Vildagliptin reduces specific TG species in T2D; GLP-1 blockade increases total TGs

UNLABELLED: Glucagon-like peptide 1 (GLP-1) receptor agonists improve dyslipidemia and reduce cardiovascular risk in type 2 diabetes (T2D), but the role of endogenous GLP-1 in lipid metabolism remains unclear. We evaluated the effect of dipeptidyl peptidase 4 (DPP-4) inhibition on the response of plasma triglycerides (TGs) to intraduodenal lipid and a mixed meal, and the impact of GLP-1 receptor blockade with exendin(9-39) in T2D. Fifteen participants with T2D, managed by diet and/or metformin, were studied on three occasions in a double-blind, randomized, crossover design. Vildagliptin (50 mg) or placebo was administered orally (t = -60 min), followed by intravenous exendin(9-39) from t = -60 to 150 min on one of the two vildagliptin days or 0.9% saline on two other days. A lipid emulsion was infused intraduodenally (2 kcal/min, t = 0-120 min), followed by a mixed meal (t = 120-150 min). Plasma TG levels, quantified by liquid chromatography-tandem mass spectrometry, increased after lipid and meal, with most individual TGs corresponding to those in the lipid emulsion. Vildagliptin reduced TG(54:4) and TG(54:5) concentrations (each P < 0.01), without affecting total TGs. Blocking endogenous GLP-1 during vildagliptin treatment increased plasma total TGs (P < 0.001), associated with elevations of 10 individual TG species (P < 0.05 each).

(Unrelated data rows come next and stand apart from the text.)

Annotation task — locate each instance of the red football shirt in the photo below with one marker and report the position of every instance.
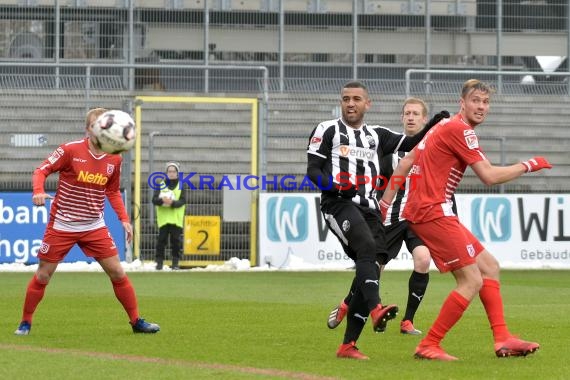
(441, 159)
(84, 181)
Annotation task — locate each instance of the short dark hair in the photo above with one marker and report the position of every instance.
(355, 84)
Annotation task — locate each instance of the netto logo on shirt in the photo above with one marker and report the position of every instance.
(97, 179)
(353, 151)
(491, 219)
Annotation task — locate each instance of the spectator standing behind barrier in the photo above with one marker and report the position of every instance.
(340, 152)
(438, 164)
(170, 204)
(86, 177)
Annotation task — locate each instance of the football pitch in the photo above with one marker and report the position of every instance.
(268, 325)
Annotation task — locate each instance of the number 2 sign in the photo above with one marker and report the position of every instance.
(202, 235)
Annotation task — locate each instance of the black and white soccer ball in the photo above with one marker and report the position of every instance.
(114, 132)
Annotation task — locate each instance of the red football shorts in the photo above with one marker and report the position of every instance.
(451, 245)
(96, 243)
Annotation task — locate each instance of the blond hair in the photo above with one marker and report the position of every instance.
(475, 84)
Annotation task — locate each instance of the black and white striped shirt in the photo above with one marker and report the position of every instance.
(355, 152)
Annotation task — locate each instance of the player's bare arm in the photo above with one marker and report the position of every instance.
(492, 175)
(401, 171)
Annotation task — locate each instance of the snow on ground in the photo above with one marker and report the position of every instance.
(294, 263)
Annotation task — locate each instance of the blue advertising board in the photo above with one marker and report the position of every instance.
(22, 227)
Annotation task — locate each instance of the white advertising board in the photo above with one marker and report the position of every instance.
(523, 231)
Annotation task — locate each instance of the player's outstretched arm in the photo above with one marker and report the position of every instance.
(396, 181)
(494, 175)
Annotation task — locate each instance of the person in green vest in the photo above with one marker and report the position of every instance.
(170, 205)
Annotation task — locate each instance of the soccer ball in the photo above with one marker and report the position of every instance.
(114, 132)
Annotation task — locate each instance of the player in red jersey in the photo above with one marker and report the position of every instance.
(438, 163)
(86, 176)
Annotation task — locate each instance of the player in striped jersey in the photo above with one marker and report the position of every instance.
(439, 162)
(86, 176)
(343, 160)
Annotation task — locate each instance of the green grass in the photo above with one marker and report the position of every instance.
(267, 325)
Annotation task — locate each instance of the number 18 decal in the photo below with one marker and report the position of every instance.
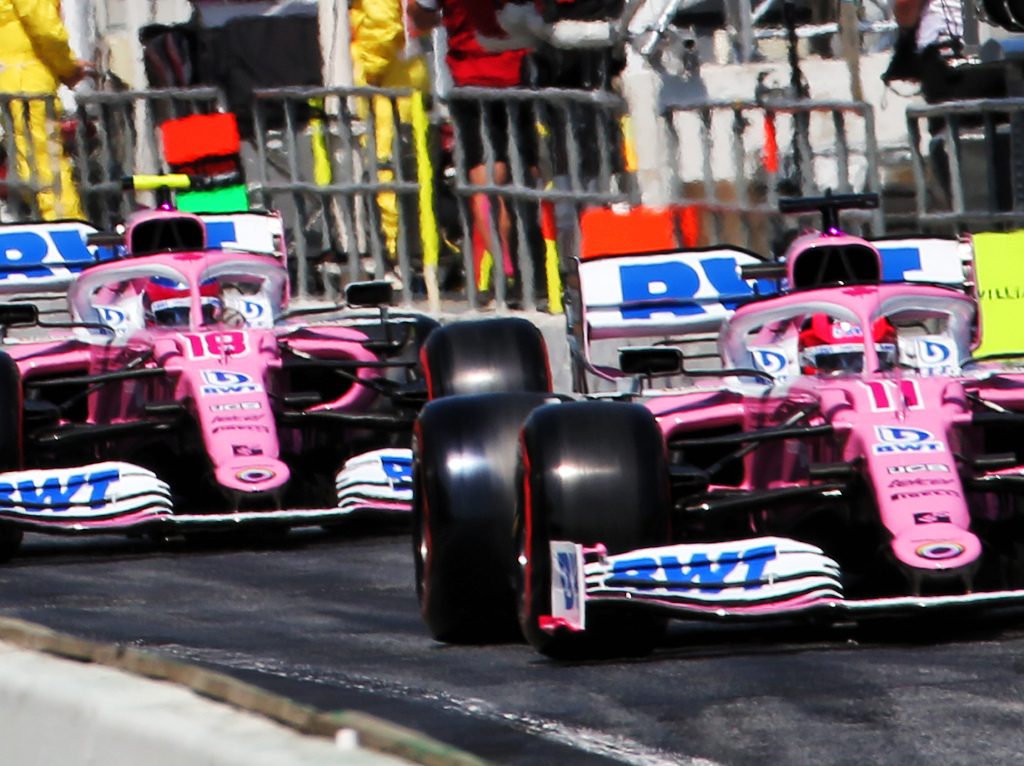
(886, 395)
(204, 345)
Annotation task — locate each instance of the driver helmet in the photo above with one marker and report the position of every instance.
(167, 302)
(830, 346)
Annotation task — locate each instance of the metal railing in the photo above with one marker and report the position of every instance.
(969, 174)
(578, 160)
(770, 150)
(117, 135)
(353, 204)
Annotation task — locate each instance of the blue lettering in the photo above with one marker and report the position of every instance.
(669, 287)
(699, 572)
(724, 277)
(639, 571)
(217, 232)
(20, 249)
(398, 471)
(100, 483)
(757, 559)
(72, 248)
(651, 283)
(568, 576)
(897, 261)
(51, 494)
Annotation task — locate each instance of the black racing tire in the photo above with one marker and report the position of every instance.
(465, 454)
(1008, 13)
(10, 414)
(593, 472)
(10, 443)
(506, 354)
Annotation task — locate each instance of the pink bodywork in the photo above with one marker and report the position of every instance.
(925, 509)
(226, 376)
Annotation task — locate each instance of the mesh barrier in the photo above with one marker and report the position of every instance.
(774, 150)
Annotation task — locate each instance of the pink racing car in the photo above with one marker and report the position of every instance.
(845, 457)
(182, 392)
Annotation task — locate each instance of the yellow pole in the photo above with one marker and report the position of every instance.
(428, 219)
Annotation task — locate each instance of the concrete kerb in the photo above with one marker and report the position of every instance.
(389, 742)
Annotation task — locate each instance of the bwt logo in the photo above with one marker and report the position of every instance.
(768, 360)
(252, 309)
(225, 381)
(111, 315)
(65, 248)
(933, 352)
(902, 439)
(50, 494)
(672, 286)
(700, 571)
(398, 472)
(568, 575)
(225, 378)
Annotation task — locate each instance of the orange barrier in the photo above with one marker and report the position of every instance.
(641, 229)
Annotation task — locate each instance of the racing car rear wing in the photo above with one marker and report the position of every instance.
(45, 256)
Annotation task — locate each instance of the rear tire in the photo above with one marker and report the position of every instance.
(595, 472)
(464, 476)
(485, 356)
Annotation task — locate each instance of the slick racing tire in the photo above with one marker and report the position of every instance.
(465, 452)
(594, 472)
(10, 443)
(507, 354)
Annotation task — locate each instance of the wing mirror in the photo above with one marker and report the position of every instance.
(649, 360)
(369, 294)
(18, 314)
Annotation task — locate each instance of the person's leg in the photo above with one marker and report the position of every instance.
(485, 238)
(57, 197)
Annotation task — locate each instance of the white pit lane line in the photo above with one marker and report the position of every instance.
(615, 748)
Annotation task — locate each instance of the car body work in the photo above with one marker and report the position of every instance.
(845, 456)
(207, 400)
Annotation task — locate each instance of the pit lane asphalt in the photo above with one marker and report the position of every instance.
(331, 621)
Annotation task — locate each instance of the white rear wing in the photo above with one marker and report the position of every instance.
(629, 296)
(44, 256)
(937, 260)
(260, 233)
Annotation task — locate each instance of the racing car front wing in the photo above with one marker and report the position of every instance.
(115, 497)
(759, 578)
(100, 497)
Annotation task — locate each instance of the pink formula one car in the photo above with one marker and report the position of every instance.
(847, 457)
(183, 392)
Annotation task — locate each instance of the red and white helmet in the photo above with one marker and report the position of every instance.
(830, 345)
(168, 302)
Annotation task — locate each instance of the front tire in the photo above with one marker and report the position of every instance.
(485, 356)
(464, 476)
(595, 472)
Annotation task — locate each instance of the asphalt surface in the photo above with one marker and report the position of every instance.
(332, 621)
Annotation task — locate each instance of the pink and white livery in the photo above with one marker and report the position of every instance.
(847, 457)
(182, 369)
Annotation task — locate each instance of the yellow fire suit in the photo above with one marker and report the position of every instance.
(379, 59)
(35, 57)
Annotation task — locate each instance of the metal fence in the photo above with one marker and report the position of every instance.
(344, 166)
(562, 150)
(488, 216)
(116, 134)
(734, 160)
(968, 160)
(108, 136)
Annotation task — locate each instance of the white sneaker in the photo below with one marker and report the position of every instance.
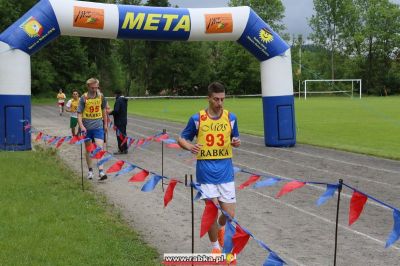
(90, 175)
(102, 176)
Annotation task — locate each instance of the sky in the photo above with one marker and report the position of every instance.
(297, 12)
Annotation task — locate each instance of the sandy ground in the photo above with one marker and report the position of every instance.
(293, 226)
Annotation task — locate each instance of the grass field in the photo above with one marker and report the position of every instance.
(370, 125)
(45, 218)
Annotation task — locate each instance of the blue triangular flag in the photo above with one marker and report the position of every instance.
(330, 191)
(229, 232)
(104, 160)
(151, 183)
(198, 196)
(263, 245)
(127, 169)
(267, 182)
(82, 141)
(169, 141)
(273, 260)
(395, 234)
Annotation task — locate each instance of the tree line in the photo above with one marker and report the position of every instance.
(350, 39)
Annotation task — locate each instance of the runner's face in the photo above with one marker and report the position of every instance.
(93, 87)
(216, 102)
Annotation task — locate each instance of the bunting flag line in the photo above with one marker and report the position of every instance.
(91, 147)
(289, 187)
(252, 179)
(229, 232)
(104, 160)
(126, 170)
(151, 183)
(395, 234)
(210, 213)
(60, 142)
(357, 203)
(267, 182)
(169, 193)
(173, 146)
(39, 136)
(330, 191)
(74, 139)
(117, 166)
(239, 240)
(273, 260)
(139, 177)
(99, 155)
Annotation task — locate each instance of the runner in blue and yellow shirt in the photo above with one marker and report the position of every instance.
(217, 132)
(92, 120)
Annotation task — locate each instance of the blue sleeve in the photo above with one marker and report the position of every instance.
(190, 130)
(235, 129)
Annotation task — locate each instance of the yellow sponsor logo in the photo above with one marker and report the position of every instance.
(85, 17)
(266, 36)
(219, 23)
(151, 22)
(32, 27)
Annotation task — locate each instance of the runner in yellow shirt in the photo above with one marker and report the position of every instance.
(61, 99)
(72, 107)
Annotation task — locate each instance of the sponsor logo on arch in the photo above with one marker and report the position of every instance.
(219, 23)
(88, 17)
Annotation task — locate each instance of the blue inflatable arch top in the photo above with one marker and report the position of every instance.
(51, 18)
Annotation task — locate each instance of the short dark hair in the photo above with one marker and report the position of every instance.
(215, 87)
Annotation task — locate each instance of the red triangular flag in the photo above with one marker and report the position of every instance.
(357, 203)
(239, 239)
(173, 146)
(252, 179)
(51, 140)
(139, 177)
(99, 155)
(115, 167)
(74, 139)
(169, 193)
(124, 141)
(60, 142)
(209, 215)
(289, 187)
(39, 136)
(91, 147)
(163, 136)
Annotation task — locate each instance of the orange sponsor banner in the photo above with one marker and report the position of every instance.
(219, 23)
(87, 17)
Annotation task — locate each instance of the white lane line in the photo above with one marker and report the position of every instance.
(305, 166)
(314, 186)
(298, 152)
(304, 211)
(318, 169)
(326, 220)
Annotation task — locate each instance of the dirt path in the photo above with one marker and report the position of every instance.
(293, 226)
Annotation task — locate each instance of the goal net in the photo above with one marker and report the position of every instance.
(331, 87)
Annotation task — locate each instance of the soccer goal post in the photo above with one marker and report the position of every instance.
(333, 90)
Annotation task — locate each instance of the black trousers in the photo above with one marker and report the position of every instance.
(122, 129)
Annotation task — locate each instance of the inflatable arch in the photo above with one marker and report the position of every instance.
(51, 18)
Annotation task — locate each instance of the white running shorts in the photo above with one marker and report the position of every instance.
(223, 192)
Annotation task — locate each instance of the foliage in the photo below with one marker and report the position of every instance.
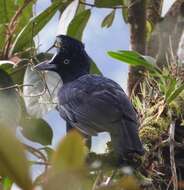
(160, 103)
(26, 95)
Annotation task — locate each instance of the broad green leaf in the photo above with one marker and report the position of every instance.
(78, 24)
(108, 20)
(34, 26)
(175, 94)
(37, 130)
(108, 3)
(13, 162)
(8, 9)
(10, 111)
(171, 87)
(94, 68)
(68, 180)
(70, 154)
(40, 95)
(132, 58)
(15, 71)
(7, 183)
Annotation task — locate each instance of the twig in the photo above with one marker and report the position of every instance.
(109, 179)
(172, 158)
(38, 154)
(93, 5)
(15, 86)
(97, 181)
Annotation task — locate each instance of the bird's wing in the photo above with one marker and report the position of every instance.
(94, 103)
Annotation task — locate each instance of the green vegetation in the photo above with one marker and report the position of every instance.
(26, 95)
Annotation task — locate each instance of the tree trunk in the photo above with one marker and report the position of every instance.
(137, 20)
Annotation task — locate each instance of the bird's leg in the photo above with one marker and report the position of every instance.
(87, 137)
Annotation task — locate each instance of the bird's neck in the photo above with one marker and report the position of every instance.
(73, 76)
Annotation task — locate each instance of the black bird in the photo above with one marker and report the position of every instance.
(93, 103)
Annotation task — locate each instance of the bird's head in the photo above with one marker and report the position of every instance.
(70, 61)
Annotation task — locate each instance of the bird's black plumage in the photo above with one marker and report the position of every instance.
(93, 103)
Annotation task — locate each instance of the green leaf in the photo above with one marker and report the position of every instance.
(171, 88)
(34, 26)
(108, 3)
(41, 95)
(94, 69)
(175, 94)
(125, 14)
(131, 57)
(108, 20)
(10, 110)
(77, 25)
(13, 162)
(70, 154)
(37, 130)
(8, 9)
(7, 183)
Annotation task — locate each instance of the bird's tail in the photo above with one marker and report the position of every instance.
(126, 140)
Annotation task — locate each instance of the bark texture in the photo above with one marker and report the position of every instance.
(137, 21)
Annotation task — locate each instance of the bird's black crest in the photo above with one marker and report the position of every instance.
(65, 42)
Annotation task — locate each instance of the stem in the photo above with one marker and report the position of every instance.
(172, 156)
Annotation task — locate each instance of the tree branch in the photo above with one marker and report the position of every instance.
(137, 20)
(172, 155)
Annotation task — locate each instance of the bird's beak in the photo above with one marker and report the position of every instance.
(47, 65)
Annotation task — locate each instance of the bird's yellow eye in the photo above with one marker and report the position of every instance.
(57, 45)
(66, 61)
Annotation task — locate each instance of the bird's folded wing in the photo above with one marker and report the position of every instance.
(96, 107)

These outcomes suggest that endogenous GLP-1 contributes to the physiological modulation of postprandial TG appearance in T2D. ARTICLE HIGHLIGHTS: The contribution of endogenous glucagon-like peptide 1 (GLP-1) to postprandial lipid metabolism in type 2 diabetes (T2D) is poorly defined. The specific questions we wanted to answer were what is the effect of dipeptidyl peptidase 4 (DPP-4) inhibition on plasma triglyceride (TG) profiles during an intraduodenal lipid infusion and following a mixed meal in T2D, and how does blockage of endogenous GLP-1 signaling affect these responses? We found that plasma TGs increased after intraduodenal lipid infusion and the meal, with most species reflecting the infused lipid emulsion. Vildagliptin selectively reduced TG(54:4) and TG(54:5) species, whereas exendin(9-39) increased total TGs and 10 individual TG species. The implications of our finding are that endogenous GLP-1 plays a physiological role in the regulation of postprandial lipid handling in T2D.